The Curious Power Of Notebooks
Tattoo shops, especially in the 90’s, and most especially street shops, were not the kind of place to bring a laptop into (unless you were willing to fight to the death for it), so I wrote in notebooks. The second draft came when I entered it into the computer at home. A theme developed. Flash forward to my first book, Tattoo Machine, a memoir. At one point I found myself in Santa Monica with absolutely nothing to do, and on a whim I bought a skateboard. Shortly after I picked up a notebook and three mechanical pencils and boom, Tattoo Machine was born. I’d bomb through the streets on a thinking glide and when a passage came to me I’d stop and write at a park bench until the cops chased me away. I filled three notebooks like that, writing under streetlights. A few years later I wrote the first draft of Lucky Supreme on a bench (now in the back yard of a friend’s house) under the awning of a dry goods warehouse by the train tracks. Everything Under The Moon came together at 30th Street Station in Philadelphia. So did Deadbomb Bingo Ray. The background was nice, but occasionally valuable as well.
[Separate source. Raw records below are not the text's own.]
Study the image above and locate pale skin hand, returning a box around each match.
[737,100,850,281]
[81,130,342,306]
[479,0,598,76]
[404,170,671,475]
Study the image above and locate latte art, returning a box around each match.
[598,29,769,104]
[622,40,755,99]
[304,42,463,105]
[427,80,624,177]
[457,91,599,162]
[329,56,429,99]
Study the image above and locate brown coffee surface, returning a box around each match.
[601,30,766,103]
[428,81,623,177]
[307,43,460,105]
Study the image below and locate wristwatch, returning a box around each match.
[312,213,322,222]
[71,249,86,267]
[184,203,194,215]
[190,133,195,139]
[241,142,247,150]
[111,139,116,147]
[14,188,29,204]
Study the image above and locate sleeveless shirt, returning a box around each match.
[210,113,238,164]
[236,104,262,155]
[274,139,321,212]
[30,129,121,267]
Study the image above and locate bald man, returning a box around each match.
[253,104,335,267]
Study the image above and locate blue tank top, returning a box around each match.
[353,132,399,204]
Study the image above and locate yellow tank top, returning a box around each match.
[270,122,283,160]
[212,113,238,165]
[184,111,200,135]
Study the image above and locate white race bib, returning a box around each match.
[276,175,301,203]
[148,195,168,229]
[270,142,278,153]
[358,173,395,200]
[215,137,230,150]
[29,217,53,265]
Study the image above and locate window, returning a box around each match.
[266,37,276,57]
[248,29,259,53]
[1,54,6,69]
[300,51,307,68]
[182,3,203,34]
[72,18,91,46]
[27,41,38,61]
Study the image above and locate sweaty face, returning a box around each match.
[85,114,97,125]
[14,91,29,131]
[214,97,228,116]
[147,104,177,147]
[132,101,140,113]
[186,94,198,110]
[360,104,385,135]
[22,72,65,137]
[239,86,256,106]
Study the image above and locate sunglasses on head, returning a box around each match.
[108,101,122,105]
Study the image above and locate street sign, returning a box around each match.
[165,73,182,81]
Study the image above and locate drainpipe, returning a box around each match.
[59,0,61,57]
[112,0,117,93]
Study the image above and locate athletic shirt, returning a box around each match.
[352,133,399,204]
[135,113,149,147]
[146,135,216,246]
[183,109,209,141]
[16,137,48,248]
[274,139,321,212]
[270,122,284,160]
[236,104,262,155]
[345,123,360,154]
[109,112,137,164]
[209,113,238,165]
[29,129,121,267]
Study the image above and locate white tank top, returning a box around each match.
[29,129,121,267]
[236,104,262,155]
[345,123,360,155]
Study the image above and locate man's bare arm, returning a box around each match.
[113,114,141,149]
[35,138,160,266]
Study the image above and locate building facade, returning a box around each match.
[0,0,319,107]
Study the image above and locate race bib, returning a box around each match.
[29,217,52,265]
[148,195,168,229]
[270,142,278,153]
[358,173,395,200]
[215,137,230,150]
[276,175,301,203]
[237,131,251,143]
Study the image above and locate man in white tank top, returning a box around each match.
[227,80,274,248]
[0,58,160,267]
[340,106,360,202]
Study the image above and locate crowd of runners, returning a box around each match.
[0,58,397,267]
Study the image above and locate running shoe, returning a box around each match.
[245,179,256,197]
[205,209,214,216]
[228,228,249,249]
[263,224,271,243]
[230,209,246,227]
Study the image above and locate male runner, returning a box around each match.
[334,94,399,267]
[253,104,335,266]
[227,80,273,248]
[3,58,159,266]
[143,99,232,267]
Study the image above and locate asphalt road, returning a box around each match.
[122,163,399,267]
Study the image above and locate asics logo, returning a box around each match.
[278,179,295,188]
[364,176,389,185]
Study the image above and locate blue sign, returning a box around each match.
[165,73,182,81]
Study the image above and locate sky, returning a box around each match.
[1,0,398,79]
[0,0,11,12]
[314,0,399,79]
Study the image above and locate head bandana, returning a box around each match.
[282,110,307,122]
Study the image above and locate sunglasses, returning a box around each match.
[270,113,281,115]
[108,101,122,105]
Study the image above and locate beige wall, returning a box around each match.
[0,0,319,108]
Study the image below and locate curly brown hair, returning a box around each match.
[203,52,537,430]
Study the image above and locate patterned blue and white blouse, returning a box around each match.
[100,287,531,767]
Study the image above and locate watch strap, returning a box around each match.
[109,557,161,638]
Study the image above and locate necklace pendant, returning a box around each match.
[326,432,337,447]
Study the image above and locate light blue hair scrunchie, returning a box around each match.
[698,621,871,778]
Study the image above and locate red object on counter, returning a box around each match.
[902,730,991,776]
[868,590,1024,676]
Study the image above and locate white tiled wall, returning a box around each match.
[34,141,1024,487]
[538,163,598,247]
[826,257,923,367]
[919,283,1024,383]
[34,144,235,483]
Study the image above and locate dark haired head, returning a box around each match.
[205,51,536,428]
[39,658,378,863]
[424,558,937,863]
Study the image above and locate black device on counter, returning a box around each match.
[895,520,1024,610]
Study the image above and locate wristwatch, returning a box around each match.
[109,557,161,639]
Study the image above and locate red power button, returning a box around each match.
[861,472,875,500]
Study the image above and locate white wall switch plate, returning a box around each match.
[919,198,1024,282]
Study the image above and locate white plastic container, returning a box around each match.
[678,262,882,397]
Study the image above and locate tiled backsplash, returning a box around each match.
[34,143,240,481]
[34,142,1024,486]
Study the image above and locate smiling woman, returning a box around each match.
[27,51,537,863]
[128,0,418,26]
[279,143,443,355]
In the last few days, some of the real value of this notebook approach has come to light again. I’m working on a television pilot based on one of my short stories and I have less than three weeks to finish it. In the guest room, my current writing area, there are SIX notebooks, all opened and marked and tagged, with all of the ideas and scribbled passages, valuable musings, snatches of dialogue, and associated ideas I can use for the final push. I can leaf through so many ideas at the same time and flag them, its like having six computer screens. With more than 80 notebooks from just the last few years, I’ve got a treasure trove. The dates cross into saved and archived emails (more than 25,000) to form a strange and valuable (to me) database.
Downside- notebooks are vulnerable. Sometimes you lose them. I once had a guy steal an embarrassing journal entry from a notebook of mine and then show it widely to his friends. He blamed this supremely unsavory act on his girlfriend, which only made it worse. I once spent a week transcribing a giant pile of haiku into a small and fetching notebook, and then I went on to paint pictures in it. I was almost done when I left it in a cab. Six or seven years ago, I lost an entire filing cabinet full of notebooks when I moved. But for all their trouble, I still love writing in notebooks. Give it a try, dear reader. We can all type faster than we can talk. Writing in a notebook slows everything down to the rhythm of speech (I like to think), and that might make a difference. Take the long way to THE END and see if it works.